If a+b≥x is known to be true does that mean a+b≥x−1 contradicts it?

[Sage_Rat]

I’m not a mathematician, so this is a question not an answer. But if you have proved the first statement, I would expect it to allow you to say that the second statement is so true, you can even swap the >= sign for a >?

[davidm]

I think what you’re trying to say is (assuming I’m getting the set notation right)

{a+b,…} = {x,…} is contradicted by {a+b,…} = {x-1,…}

If so, then you’re correct but using incorrect notation.

[Your_Great_Darsh_Face]

Sage_Rat:

I’m not a mathematician, so this is a question not an answer. But if you have proved the first statement, I would expect it to allow you to say that the second statement is so true, you can even swap the >= sign for a >?

Indeed you could.
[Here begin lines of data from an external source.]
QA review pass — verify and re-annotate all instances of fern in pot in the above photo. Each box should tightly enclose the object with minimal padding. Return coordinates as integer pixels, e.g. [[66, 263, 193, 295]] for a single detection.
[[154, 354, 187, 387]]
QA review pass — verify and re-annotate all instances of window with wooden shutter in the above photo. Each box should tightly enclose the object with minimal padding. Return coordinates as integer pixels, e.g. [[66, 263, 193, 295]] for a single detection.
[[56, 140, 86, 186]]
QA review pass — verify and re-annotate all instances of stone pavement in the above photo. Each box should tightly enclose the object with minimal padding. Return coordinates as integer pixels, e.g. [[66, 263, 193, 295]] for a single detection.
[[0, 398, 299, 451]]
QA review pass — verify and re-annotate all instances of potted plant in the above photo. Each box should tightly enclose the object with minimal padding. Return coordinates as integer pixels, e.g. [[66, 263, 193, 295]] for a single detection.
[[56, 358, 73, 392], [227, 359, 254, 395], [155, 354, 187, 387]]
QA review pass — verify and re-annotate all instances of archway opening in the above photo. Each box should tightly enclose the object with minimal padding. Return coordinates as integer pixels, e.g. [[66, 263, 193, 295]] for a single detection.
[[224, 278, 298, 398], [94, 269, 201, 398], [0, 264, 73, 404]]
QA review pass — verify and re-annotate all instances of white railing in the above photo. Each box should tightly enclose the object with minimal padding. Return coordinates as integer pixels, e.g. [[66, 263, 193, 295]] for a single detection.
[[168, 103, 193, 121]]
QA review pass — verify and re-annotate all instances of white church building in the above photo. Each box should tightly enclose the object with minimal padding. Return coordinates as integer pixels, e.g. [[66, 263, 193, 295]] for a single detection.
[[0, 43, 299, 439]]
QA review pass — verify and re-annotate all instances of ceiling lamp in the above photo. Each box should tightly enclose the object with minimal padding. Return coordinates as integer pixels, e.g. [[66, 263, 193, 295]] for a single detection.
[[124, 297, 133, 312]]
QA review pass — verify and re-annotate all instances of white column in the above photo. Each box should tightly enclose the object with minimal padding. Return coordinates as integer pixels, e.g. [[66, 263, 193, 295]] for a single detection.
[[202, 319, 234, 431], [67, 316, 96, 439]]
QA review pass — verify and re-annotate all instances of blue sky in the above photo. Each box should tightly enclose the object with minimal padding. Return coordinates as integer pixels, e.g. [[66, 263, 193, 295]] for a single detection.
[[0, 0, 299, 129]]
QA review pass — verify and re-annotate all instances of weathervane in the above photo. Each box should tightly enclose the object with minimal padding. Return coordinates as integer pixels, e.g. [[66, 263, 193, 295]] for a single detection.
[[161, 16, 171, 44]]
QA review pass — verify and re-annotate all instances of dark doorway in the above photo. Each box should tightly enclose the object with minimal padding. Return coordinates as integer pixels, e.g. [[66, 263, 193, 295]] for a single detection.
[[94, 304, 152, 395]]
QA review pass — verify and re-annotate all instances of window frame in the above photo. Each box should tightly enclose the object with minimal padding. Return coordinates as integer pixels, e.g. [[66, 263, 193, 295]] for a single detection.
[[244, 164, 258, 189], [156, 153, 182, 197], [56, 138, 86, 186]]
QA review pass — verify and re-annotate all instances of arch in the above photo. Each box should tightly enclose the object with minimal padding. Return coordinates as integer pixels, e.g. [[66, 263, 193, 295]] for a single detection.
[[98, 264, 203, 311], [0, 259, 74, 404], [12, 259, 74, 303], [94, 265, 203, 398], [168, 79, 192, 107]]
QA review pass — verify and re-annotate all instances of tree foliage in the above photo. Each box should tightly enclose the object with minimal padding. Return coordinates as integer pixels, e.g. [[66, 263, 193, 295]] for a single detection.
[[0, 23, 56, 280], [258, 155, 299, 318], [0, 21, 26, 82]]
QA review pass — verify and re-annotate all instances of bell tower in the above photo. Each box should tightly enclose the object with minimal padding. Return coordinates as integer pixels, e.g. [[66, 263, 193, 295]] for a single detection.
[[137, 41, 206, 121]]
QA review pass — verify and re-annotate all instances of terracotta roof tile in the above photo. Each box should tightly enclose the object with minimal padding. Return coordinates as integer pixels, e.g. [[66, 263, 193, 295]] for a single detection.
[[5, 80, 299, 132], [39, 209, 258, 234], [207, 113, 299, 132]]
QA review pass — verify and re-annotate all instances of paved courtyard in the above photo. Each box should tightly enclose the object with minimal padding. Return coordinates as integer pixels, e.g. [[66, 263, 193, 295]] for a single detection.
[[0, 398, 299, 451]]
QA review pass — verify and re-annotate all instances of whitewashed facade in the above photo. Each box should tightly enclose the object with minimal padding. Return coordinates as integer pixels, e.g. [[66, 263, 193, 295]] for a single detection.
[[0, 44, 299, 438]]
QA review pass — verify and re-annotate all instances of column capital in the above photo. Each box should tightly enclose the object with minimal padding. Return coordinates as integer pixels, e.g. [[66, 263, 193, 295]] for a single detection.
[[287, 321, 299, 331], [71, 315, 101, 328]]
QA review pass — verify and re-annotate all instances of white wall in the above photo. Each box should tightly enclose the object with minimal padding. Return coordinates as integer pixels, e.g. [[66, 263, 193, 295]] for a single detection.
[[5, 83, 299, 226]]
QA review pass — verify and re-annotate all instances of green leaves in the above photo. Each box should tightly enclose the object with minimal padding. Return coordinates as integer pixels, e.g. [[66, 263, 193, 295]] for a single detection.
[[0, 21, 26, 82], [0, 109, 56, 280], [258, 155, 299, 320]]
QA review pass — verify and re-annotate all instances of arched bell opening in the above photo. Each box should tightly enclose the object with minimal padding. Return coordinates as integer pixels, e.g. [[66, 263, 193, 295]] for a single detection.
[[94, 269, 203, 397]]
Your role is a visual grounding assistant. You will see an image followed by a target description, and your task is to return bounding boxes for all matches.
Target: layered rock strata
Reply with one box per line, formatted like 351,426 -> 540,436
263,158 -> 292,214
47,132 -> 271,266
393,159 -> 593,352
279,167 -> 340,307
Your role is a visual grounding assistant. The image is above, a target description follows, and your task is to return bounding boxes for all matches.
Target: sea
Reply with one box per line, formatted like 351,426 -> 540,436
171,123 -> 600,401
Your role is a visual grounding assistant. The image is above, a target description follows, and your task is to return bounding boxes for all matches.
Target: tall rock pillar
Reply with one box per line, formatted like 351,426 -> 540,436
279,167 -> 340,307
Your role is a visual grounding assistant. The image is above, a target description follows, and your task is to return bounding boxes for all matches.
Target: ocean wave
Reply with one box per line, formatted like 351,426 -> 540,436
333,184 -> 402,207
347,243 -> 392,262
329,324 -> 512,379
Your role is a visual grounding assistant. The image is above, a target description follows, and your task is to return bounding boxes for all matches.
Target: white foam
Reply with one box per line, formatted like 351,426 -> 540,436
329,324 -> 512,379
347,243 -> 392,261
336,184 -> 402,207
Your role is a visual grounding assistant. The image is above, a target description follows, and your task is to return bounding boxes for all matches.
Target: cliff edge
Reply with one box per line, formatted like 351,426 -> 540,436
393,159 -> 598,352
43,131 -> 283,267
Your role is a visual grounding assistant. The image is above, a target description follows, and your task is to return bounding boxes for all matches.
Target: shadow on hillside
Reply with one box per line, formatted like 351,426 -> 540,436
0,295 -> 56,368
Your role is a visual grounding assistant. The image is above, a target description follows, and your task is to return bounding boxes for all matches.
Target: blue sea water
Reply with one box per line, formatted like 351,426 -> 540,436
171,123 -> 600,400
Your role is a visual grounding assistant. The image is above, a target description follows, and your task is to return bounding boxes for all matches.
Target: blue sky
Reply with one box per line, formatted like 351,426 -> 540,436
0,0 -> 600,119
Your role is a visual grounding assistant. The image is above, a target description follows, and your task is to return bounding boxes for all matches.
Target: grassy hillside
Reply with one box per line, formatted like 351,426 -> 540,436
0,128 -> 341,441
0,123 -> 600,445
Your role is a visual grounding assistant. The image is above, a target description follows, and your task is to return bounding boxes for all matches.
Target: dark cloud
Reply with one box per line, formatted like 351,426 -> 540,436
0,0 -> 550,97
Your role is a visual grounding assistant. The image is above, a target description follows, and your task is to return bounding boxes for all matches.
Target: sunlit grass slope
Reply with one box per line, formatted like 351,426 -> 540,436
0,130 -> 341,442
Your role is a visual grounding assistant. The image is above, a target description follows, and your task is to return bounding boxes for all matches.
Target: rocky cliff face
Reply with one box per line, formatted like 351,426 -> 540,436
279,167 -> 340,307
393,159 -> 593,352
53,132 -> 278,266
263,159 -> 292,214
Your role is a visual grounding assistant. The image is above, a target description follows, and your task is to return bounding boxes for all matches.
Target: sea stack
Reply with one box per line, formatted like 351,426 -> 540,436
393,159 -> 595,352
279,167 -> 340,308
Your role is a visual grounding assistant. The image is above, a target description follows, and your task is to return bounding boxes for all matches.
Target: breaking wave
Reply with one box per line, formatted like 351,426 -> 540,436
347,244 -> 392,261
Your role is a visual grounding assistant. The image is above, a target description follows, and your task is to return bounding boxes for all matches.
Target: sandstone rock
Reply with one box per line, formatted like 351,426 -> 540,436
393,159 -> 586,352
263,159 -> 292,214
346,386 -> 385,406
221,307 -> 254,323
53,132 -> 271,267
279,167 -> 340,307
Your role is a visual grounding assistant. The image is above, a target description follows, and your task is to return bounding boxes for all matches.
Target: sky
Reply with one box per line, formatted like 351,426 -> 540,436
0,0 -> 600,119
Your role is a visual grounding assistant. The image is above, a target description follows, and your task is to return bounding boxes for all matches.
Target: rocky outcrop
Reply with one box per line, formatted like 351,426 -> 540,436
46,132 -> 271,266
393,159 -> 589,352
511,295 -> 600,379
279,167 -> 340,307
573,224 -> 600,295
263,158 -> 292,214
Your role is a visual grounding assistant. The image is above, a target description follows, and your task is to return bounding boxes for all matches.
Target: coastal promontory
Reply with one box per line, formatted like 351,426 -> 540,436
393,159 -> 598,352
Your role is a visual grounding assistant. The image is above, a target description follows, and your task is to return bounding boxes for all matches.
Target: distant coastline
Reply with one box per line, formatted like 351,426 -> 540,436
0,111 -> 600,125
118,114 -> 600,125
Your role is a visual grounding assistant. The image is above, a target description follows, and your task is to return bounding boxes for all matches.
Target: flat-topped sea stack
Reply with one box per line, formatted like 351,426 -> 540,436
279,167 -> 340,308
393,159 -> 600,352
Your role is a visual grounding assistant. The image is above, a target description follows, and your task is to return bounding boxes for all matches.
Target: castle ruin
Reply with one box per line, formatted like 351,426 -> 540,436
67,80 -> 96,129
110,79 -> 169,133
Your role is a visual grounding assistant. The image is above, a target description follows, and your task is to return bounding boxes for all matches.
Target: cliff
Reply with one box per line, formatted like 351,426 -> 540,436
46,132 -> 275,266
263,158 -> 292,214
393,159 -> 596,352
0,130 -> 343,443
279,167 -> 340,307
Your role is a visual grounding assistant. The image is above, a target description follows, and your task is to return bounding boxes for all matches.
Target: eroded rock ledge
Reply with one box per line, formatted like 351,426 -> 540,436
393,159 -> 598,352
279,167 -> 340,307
But a + b >= x - 1 is still perfectly true even if we have established that the strict equality can never hold.

[md2000]

md2000:

a+b≥x - true

a+b≥x−1 rewritten as:
a+b+1≥x

I don’t see a contradiction, except that the second set allows for a+b to be 1 less than the solution to the first.

So, for x=0 the first solution is any a+b≥0 but the second is any a+b≥-1
The first solution is a subset of the second?

The solution for a+b≥x is a subset of the solution of a+b≥x−1

Therefore any solution that is true for the first is true for the second, but not everything that is true for the second is true for the first.

All circles are ellipses, but not all ellipses are circles.
All ellipses are conic sections, but not all conic sections are ellipses.